Steve White answers a question on client money in a motor dealer's business
Question: A client of ours is a large motor dealer with over 100 individual operations throughout the country.
Each individual dealer will typically sell 20 insurance policies per month. They receive the premiums for these general insurance products, typically between
£100 and £400 per policy depending on the product sold. Premiums received will either be paid as part of the cost of the car purchased or will be received from the finance company which provided the money to acquire the car. Alternatively the customer can pay for the policy separately, so the monies will come in from a variety of different sources.
The dealer believes that it will have to set up client money accounts at every one of its dealerships and, in effect, all monies will go into these accounts in the first instance. As you can imagine, this will cause a massive accounting headache.
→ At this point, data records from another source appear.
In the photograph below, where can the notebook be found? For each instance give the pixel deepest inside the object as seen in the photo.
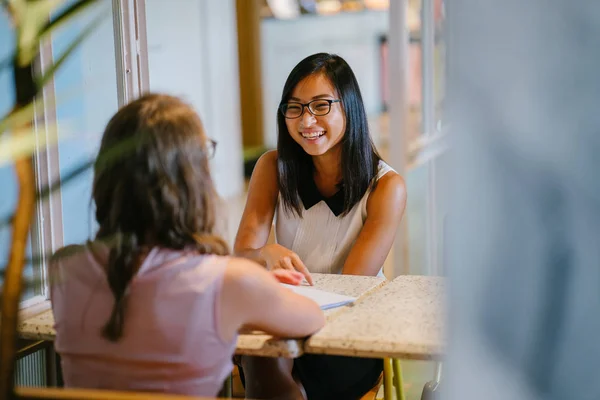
(324, 299)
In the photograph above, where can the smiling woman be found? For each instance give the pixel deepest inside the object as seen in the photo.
(337, 206)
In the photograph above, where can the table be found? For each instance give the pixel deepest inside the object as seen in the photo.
(261, 344)
(41, 326)
(402, 319)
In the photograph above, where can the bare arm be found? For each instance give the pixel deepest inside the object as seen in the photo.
(257, 218)
(385, 208)
(252, 297)
(253, 233)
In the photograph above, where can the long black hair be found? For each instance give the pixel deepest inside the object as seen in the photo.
(159, 194)
(360, 159)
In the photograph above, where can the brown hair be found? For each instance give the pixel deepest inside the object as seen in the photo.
(152, 187)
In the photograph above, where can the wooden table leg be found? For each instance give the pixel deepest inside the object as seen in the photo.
(388, 380)
(431, 387)
(398, 379)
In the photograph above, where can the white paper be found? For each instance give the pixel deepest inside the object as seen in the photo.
(324, 299)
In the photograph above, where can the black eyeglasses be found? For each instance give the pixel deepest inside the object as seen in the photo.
(211, 148)
(317, 108)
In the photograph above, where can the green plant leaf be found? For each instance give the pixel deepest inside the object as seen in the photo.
(23, 144)
(43, 80)
(29, 18)
(19, 117)
(65, 16)
(121, 149)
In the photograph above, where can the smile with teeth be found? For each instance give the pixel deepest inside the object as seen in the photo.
(312, 135)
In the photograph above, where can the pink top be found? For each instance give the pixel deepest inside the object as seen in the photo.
(171, 340)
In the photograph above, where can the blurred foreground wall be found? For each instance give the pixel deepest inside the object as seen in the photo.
(524, 237)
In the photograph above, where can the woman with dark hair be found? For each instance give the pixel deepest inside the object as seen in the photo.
(337, 207)
(153, 303)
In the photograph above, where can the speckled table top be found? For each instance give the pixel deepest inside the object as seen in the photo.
(257, 343)
(402, 319)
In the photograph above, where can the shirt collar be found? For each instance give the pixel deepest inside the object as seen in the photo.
(310, 195)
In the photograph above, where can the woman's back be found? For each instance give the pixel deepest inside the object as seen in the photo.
(171, 340)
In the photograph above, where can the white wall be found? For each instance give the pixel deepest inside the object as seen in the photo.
(353, 36)
(86, 98)
(192, 53)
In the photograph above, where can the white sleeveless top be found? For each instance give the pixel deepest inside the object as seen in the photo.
(322, 237)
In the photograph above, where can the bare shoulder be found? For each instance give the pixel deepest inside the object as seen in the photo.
(243, 276)
(390, 188)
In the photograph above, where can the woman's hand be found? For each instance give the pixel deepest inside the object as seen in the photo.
(287, 276)
(278, 257)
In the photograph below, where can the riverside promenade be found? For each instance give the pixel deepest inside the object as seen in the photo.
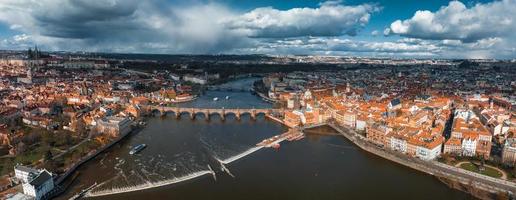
(434, 168)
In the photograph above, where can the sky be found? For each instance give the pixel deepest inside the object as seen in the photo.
(365, 28)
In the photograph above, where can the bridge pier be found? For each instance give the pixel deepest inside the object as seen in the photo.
(178, 113)
(253, 114)
(207, 115)
(192, 114)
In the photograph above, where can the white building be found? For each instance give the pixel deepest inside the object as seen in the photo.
(35, 183)
(361, 124)
(114, 126)
(195, 79)
(469, 147)
(428, 154)
(398, 144)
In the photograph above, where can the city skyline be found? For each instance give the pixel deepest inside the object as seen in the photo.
(436, 29)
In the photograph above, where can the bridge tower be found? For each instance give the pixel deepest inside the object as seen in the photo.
(162, 112)
(192, 114)
(207, 114)
(178, 113)
(253, 114)
(237, 114)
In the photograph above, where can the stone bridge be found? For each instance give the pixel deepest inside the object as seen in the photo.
(207, 112)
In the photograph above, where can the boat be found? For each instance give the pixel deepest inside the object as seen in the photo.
(137, 149)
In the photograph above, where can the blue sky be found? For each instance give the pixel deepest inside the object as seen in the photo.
(381, 28)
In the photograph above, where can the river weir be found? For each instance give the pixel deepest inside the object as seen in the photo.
(148, 185)
(175, 163)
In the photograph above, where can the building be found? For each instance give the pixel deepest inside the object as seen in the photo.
(292, 119)
(35, 183)
(509, 152)
(453, 146)
(114, 126)
(377, 133)
(195, 79)
(429, 147)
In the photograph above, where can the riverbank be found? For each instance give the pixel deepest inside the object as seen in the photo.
(491, 188)
(59, 181)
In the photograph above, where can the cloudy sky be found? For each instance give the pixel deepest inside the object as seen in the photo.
(376, 28)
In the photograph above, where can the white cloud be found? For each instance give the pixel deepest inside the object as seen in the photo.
(156, 26)
(457, 22)
(330, 19)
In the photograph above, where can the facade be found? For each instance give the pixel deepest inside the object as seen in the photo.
(398, 144)
(114, 126)
(509, 152)
(377, 134)
(195, 79)
(453, 146)
(35, 183)
(469, 147)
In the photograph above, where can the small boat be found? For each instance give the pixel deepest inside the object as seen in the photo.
(137, 149)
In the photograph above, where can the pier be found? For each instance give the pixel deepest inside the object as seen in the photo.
(147, 185)
(207, 112)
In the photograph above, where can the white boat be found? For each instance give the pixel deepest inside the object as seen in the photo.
(137, 149)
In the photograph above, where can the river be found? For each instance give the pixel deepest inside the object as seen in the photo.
(321, 166)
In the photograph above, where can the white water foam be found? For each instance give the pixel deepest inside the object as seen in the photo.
(147, 185)
(241, 155)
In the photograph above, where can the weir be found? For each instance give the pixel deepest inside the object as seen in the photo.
(243, 154)
(147, 185)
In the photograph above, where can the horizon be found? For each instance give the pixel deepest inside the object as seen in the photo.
(480, 29)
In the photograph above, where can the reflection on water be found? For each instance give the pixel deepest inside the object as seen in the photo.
(321, 166)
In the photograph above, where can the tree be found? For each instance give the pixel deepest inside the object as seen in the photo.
(48, 155)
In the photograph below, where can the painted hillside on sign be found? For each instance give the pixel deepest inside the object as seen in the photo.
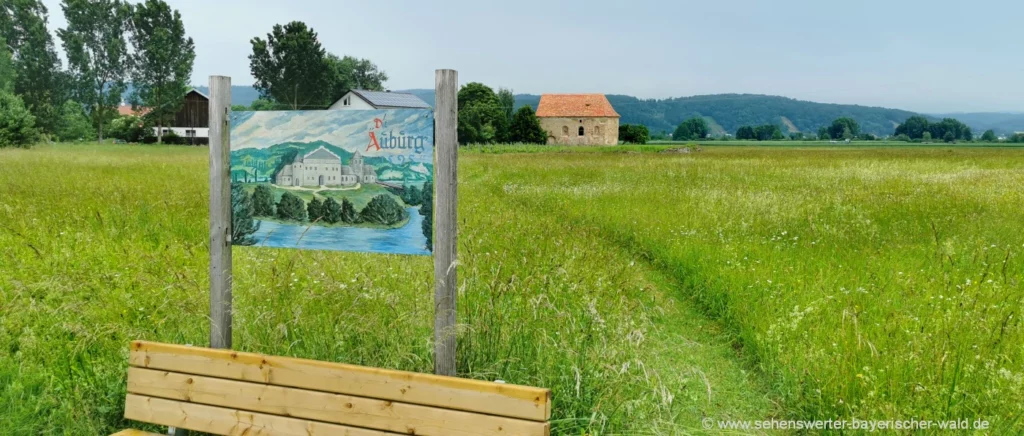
(349, 180)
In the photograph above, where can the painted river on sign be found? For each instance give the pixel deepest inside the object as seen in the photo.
(395, 241)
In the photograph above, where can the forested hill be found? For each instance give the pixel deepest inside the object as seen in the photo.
(726, 113)
(729, 112)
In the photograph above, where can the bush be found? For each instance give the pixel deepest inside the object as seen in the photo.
(17, 126)
(129, 129)
(383, 210)
(173, 138)
(634, 133)
(291, 208)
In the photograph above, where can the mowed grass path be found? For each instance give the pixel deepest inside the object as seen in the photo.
(100, 245)
(868, 282)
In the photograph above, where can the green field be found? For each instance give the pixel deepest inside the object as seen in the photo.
(647, 290)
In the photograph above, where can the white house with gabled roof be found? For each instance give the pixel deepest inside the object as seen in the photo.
(361, 99)
(323, 168)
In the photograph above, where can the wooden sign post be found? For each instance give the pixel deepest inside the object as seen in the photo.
(445, 218)
(220, 212)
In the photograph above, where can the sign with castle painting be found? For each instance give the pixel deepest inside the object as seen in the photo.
(350, 180)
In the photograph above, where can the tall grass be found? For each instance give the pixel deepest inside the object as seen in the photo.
(869, 282)
(103, 245)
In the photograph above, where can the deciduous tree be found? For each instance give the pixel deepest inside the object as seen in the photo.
(243, 224)
(17, 125)
(383, 210)
(163, 60)
(845, 128)
(263, 201)
(694, 128)
(74, 124)
(332, 211)
(427, 210)
(97, 54)
(314, 210)
(38, 79)
(290, 67)
(480, 117)
(526, 128)
(634, 133)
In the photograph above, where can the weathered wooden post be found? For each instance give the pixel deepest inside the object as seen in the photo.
(445, 209)
(220, 212)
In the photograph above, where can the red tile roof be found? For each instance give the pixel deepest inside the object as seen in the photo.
(572, 105)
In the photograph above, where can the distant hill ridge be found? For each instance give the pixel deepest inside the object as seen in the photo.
(726, 113)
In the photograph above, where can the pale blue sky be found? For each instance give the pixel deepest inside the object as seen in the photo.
(938, 55)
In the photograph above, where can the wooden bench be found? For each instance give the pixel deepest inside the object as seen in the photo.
(232, 393)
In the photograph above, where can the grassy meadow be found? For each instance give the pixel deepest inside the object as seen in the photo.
(646, 290)
(112, 246)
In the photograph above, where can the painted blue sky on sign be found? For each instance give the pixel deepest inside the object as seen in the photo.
(348, 180)
(396, 132)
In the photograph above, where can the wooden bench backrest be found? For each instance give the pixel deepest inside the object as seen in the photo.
(227, 392)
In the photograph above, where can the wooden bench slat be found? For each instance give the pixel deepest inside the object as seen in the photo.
(222, 421)
(339, 408)
(446, 392)
(133, 432)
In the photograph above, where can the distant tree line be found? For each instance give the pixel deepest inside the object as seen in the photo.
(108, 44)
(948, 130)
(691, 129)
(381, 210)
(293, 71)
(118, 50)
(766, 132)
(486, 117)
(634, 134)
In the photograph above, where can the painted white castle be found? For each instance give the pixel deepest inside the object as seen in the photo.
(323, 168)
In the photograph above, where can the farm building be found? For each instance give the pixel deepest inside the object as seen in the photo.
(193, 120)
(323, 168)
(363, 99)
(579, 119)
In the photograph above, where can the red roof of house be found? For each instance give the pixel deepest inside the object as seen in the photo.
(125, 110)
(572, 105)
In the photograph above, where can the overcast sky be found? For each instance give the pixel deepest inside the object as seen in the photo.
(939, 55)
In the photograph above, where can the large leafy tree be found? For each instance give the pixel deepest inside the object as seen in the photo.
(97, 54)
(694, 128)
(17, 126)
(364, 74)
(350, 73)
(526, 128)
(163, 60)
(6, 68)
(74, 124)
(844, 127)
(38, 80)
(290, 67)
(914, 127)
(634, 133)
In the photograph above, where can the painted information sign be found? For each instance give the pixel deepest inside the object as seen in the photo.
(349, 180)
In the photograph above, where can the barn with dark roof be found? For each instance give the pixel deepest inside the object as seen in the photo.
(579, 119)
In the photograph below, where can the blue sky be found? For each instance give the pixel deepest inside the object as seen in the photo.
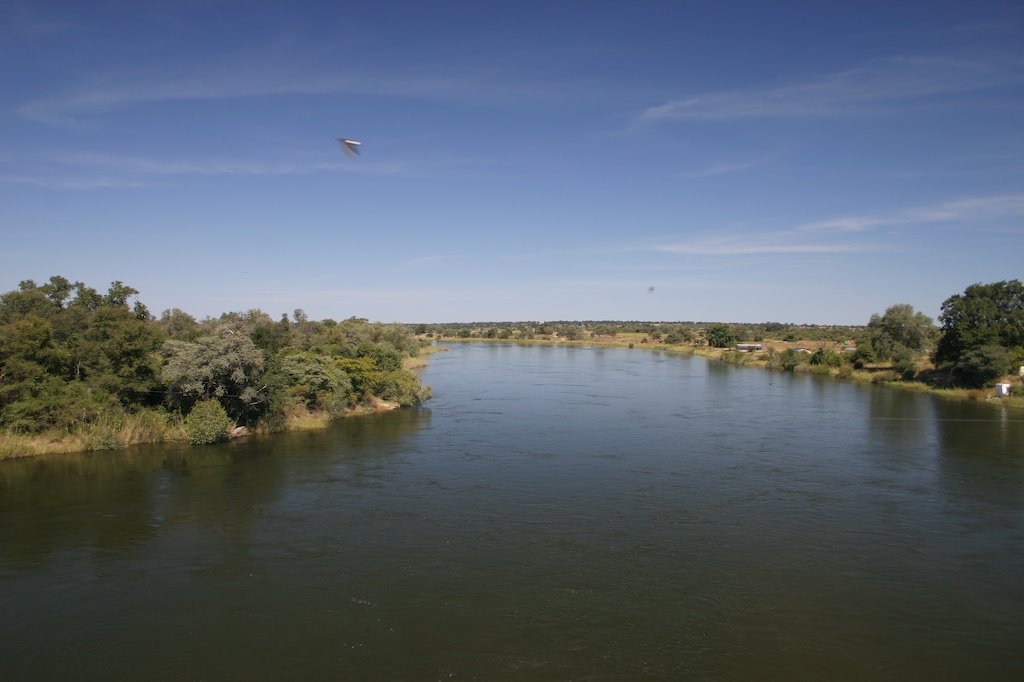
(808, 162)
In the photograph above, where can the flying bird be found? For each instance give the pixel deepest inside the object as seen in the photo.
(349, 146)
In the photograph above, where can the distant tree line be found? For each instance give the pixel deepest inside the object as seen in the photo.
(981, 337)
(73, 359)
(698, 333)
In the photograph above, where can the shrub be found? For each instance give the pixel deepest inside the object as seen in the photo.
(207, 423)
(978, 367)
(826, 357)
(905, 365)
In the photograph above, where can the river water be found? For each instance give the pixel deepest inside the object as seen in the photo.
(554, 514)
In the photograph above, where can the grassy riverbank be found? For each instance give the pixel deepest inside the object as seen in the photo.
(157, 425)
(882, 373)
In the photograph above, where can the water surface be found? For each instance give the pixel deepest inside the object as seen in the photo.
(553, 513)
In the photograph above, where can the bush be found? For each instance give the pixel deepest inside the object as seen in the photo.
(980, 366)
(905, 365)
(826, 357)
(207, 423)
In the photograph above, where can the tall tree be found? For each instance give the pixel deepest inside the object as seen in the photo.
(974, 323)
(899, 329)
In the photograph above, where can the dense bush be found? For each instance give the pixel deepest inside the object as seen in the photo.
(208, 423)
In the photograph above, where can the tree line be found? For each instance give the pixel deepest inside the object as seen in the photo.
(73, 359)
(980, 337)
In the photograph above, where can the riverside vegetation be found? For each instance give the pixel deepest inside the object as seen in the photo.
(84, 371)
(80, 370)
(980, 341)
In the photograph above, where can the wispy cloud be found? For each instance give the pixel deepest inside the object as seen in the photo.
(141, 166)
(101, 171)
(744, 246)
(724, 167)
(819, 237)
(116, 92)
(69, 182)
(878, 83)
(976, 210)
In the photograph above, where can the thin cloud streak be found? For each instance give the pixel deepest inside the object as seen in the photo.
(877, 83)
(120, 93)
(54, 182)
(722, 168)
(705, 249)
(211, 167)
(973, 210)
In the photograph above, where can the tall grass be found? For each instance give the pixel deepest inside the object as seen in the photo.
(108, 432)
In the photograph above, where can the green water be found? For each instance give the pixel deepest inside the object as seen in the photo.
(552, 514)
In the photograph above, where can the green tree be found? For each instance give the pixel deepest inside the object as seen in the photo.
(225, 365)
(983, 365)
(207, 423)
(720, 336)
(898, 329)
(974, 323)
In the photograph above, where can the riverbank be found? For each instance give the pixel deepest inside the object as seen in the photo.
(882, 373)
(151, 426)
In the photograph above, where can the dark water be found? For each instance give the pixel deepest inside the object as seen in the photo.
(551, 514)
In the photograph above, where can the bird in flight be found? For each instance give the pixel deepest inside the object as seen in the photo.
(349, 146)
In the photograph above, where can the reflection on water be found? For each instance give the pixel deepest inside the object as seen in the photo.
(554, 513)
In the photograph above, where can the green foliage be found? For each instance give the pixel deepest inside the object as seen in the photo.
(316, 380)
(905, 365)
(720, 336)
(225, 365)
(787, 360)
(208, 423)
(679, 335)
(983, 365)
(975, 324)
(90, 365)
(825, 357)
(864, 353)
(899, 329)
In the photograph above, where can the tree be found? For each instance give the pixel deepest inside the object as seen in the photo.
(974, 323)
(225, 365)
(720, 336)
(980, 366)
(898, 329)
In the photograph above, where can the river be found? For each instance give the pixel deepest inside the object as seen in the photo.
(552, 513)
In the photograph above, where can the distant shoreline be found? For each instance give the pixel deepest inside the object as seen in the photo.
(880, 374)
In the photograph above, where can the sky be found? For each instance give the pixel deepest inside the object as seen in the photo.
(796, 162)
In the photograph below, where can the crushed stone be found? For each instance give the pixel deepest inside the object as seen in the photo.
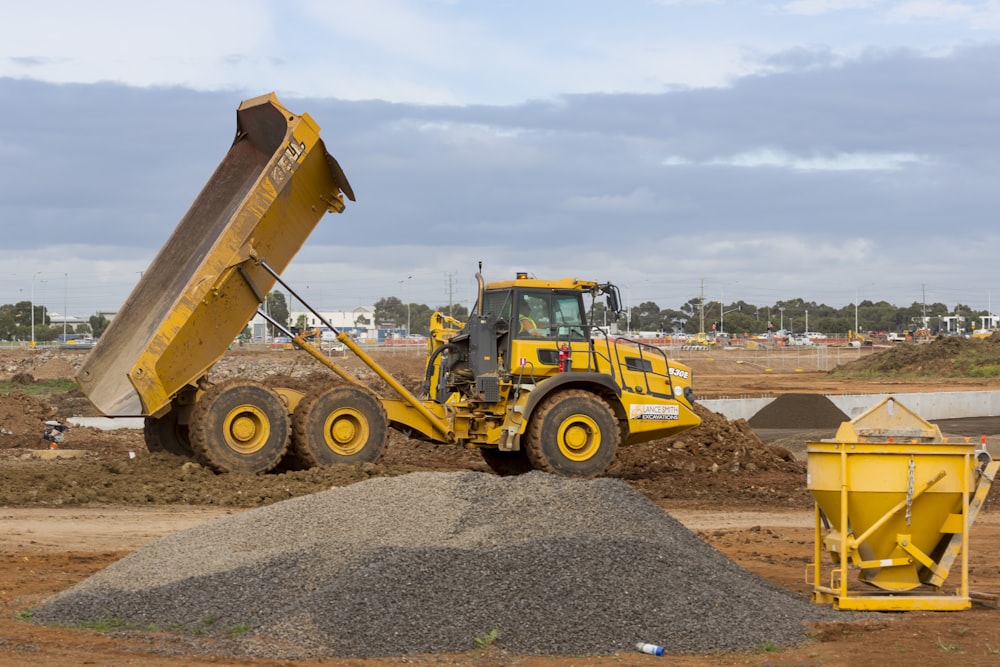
(429, 562)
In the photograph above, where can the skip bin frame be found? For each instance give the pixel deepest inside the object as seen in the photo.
(857, 459)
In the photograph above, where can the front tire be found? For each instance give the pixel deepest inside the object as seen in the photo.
(340, 425)
(573, 434)
(239, 426)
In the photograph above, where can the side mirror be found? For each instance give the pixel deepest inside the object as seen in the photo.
(612, 301)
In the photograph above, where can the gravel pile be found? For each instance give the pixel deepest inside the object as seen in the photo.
(429, 562)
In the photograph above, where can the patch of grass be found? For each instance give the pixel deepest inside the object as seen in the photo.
(206, 624)
(949, 648)
(988, 371)
(487, 639)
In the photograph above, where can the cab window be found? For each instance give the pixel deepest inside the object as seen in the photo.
(550, 315)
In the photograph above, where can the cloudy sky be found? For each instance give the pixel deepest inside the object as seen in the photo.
(756, 150)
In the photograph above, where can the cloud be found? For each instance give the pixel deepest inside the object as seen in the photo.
(807, 181)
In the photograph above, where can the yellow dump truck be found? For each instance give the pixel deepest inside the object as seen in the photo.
(522, 380)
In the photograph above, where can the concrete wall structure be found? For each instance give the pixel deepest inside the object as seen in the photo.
(929, 405)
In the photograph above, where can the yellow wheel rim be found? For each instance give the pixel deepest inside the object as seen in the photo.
(579, 438)
(247, 429)
(346, 431)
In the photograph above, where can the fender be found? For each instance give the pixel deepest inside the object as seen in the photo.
(543, 389)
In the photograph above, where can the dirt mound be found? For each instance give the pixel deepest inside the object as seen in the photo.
(22, 420)
(721, 459)
(799, 411)
(53, 368)
(945, 356)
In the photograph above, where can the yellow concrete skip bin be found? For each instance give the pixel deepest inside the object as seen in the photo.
(894, 504)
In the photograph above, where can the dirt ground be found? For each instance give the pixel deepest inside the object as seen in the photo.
(62, 519)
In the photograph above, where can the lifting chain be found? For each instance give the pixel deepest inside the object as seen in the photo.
(909, 489)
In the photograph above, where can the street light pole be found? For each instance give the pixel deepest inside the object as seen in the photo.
(33, 308)
(402, 283)
(65, 302)
(855, 311)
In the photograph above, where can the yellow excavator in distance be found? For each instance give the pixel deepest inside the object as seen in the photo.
(523, 381)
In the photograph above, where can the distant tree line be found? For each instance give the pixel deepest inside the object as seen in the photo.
(738, 317)
(16, 324)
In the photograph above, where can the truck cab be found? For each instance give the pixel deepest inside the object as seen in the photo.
(528, 353)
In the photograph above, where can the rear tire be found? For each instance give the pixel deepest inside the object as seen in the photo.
(165, 434)
(573, 434)
(506, 464)
(340, 425)
(239, 426)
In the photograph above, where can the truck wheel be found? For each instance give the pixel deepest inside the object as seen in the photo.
(164, 434)
(506, 464)
(239, 426)
(340, 425)
(574, 434)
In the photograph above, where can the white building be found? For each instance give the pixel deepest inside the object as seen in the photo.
(359, 322)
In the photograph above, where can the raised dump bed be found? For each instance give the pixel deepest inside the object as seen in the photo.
(207, 282)
(894, 502)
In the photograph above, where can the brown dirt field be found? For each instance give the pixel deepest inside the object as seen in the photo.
(63, 519)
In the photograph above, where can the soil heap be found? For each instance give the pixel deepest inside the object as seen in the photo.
(429, 562)
(801, 411)
(945, 356)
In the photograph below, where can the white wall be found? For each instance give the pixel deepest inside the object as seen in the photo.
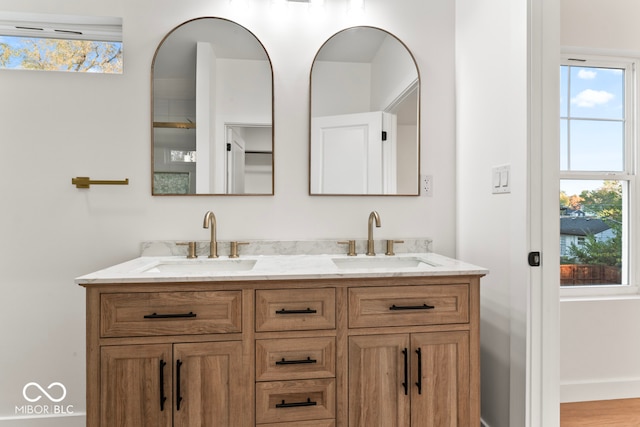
(492, 129)
(600, 338)
(55, 126)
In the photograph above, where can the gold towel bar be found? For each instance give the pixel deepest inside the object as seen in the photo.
(86, 182)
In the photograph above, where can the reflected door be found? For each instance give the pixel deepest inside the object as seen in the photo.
(348, 154)
(235, 162)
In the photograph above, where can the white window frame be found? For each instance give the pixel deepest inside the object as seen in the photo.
(630, 239)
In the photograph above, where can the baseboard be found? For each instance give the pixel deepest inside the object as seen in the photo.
(72, 420)
(585, 391)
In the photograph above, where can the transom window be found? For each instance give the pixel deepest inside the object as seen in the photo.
(60, 43)
(597, 170)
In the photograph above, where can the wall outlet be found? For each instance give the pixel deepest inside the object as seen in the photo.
(426, 185)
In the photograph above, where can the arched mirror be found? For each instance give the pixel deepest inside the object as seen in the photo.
(212, 111)
(364, 124)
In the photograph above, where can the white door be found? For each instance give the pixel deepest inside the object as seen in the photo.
(348, 155)
(235, 162)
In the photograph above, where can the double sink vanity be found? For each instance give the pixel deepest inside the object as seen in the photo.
(309, 338)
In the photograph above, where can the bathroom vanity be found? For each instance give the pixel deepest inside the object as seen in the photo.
(292, 340)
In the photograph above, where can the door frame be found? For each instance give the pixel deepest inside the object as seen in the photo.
(543, 337)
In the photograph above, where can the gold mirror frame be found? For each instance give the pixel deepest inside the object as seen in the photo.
(179, 178)
(394, 168)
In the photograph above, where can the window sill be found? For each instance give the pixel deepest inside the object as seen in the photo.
(599, 293)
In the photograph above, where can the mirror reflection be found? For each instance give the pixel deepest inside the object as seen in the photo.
(364, 125)
(212, 111)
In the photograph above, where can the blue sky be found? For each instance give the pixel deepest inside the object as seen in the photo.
(597, 95)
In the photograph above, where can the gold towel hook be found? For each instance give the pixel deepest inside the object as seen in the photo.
(86, 182)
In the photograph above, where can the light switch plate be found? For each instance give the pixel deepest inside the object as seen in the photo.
(501, 179)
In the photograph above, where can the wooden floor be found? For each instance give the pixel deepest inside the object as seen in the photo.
(604, 413)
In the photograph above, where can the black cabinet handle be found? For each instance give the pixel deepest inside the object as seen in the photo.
(296, 404)
(163, 398)
(169, 316)
(412, 307)
(305, 311)
(178, 394)
(405, 384)
(296, 362)
(419, 383)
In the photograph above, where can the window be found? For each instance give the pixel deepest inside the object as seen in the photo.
(597, 170)
(60, 43)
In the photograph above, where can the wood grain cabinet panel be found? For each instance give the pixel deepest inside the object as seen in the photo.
(295, 309)
(295, 358)
(289, 401)
(136, 386)
(170, 313)
(346, 352)
(408, 305)
(178, 385)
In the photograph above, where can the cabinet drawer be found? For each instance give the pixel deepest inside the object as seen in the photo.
(313, 423)
(170, 313)
(408, 305)
(296, 358)
(282, 401)
(295, 309)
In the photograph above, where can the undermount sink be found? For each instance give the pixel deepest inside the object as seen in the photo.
(202, 266)
(386, 263)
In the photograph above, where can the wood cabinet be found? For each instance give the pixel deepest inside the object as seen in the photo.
(348, 352)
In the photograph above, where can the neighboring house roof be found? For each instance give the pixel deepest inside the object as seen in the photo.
(582, 225)
(565, 210)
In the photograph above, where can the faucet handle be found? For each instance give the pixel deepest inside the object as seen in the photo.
(390, 246)
(234, 249)
(191, 251)
(352, 246)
As an alternative, the dealer wants to know if it could set up a statutory account, which will always hold substantially in excess of the sum of the individual policies sold each month. Would this solution be acceptable to the FSA?"
Answer: The FSA's client money rules are likely to force motor dealers to revisit their processes for handling 'client money'. In the first instance, they should consider whether risk transfer applies or whether it might be available. Failing that, the FSA rules will require ALL money that includes an element of insurance 'client money' to be banked in accordance with its rules and then split out as appropriate.
Unfortunately, the proposal suggested does not fit with the client money rules as they are written. I guess this is not what your inquirer will want to hear but it is what the rules say.